Most developed countries with relatively high fertility rates around replacement level (2,1 children per women), like France or the Nordic countries, have a comprehensive mix of different family policy instruments. The reason why these countries have been experiencing a re-increase in fertility rates over the last decade cannot be attributed to one single family policy measure such as cash benefits, but the whole policy setting and its interactions with labour market participation and gender equality has to be considered.

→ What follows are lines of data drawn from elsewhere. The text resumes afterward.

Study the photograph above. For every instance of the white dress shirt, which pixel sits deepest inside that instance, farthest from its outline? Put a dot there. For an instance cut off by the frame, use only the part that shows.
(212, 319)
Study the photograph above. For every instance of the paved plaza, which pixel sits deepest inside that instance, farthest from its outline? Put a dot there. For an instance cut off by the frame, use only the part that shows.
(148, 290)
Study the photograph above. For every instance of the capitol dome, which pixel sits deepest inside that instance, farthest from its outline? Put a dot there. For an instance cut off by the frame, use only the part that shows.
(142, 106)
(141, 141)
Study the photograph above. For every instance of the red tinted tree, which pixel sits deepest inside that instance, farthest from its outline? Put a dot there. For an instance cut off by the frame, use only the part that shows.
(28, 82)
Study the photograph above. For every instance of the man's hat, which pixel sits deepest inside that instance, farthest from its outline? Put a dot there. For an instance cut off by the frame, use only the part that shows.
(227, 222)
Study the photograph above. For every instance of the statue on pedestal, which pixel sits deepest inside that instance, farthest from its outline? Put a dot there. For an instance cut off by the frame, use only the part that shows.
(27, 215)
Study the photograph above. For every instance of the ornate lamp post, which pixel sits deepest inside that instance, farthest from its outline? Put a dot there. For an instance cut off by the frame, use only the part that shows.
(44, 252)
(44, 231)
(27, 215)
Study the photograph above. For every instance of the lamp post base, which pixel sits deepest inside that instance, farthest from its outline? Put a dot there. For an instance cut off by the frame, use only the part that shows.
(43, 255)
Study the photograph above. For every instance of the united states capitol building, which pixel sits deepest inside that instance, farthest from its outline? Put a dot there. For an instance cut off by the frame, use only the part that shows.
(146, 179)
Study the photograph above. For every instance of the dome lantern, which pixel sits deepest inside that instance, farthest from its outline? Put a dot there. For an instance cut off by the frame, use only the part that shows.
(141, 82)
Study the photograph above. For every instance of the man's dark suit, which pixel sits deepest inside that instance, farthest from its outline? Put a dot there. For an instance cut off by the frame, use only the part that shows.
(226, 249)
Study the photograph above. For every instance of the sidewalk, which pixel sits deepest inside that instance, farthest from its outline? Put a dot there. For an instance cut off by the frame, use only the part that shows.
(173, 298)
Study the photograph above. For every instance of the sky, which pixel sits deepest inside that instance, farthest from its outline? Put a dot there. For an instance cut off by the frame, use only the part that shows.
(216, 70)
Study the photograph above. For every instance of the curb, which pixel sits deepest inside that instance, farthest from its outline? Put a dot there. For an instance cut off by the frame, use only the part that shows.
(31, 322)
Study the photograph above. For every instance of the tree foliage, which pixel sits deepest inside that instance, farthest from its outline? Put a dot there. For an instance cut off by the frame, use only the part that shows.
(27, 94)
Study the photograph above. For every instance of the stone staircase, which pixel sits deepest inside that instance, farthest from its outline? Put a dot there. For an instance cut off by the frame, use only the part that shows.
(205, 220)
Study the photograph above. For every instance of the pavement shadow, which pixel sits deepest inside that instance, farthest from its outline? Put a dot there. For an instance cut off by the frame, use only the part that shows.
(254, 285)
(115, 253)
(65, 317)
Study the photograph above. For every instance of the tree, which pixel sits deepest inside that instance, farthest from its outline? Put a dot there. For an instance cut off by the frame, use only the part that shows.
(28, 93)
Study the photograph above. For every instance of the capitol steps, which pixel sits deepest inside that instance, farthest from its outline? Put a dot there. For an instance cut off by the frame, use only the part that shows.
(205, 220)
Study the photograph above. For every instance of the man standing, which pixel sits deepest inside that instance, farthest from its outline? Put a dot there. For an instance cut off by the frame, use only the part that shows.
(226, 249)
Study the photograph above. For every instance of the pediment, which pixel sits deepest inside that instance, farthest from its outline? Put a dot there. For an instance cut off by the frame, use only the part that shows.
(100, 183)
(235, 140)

It is true that countries like France or Sweden have relatively generous child allowances (lump sum cash transfers), but other instruments like child care subsidies or parental leave pay are even more generous and even more important. In general, we can observe that countries which privilege cash transfers against child care or parental leave, such as Germany, Italy and many Eastern European countries, have relatively low fertility rates (around 1,4 children per women). Giving pure financial incentives to parents, in the form of monthly cash transfers or generous birth grants, seems not to be a fruitful way to increase fertility.
What seems to work more is offering parents the possibility to combine work and family life. In high fertility countries such as France and Sweden, most women, even the highly qualified, work and have children at the same time. In low fertility countries such as Germany, Austria or Italy, women either work or have children. If they have children, many women work maximum part time. It is rare that women with young children work full time in these countries. The dichotomous choice between having children and pursuing a career results in the fact that many high qualified women postpone childbirth (they often have their first child after the age of 35) or do not have children at all. This reduces total fertility rates.
Policies can of course help these women to achieve a better work-life balance. By this indirect means, family policies are able to increase fertility rates, whereas pure pronatalist policies such as birth grants are unlikely to increase fertility in the middle and long run.
How can family policies increase the work-life balance? France and Sweden for example invests a lot in an area-wide child care system. The child care coverage rate for the youngest children below the age of three is above 40% in both countries, whereas in Germany and Austria the rate is only around 15%. In France, public child care, ‘crèches’ (nurseries), nannies and child miners, are generously subsidized and children go to an all-day school from the age of three on. In Sweden, parental leave provides parents a 80% net wage substitution during the first 12 months after childbirth, which encourages parents to work before childbirth, to return to the labour market shortly after childbirth and to share tasks among parents.
Together with cash transfers for parents with low income, child care and parental leave can contribute to a comprehensive policy mix facilitating parents’ work-life balance. Over and above, family policies are all the more efficient if they go hand in hand with labour market and gender equality policies encouraging women’s careers (mentoring programs, quotas, correct working conditions after return of maternity or parental leave etc.). By encouraging women’s work-life balance, family policies can not only succeed in fulfilling pronatalist objectives. By increasing female employment, they can also reduce income poverty, increase gender equality, create tax income, and by all these means support child development and prevent population aging.
Angela Luci-Greulich, Assistant Professor in Economics at Sorbonne University, Paris, France.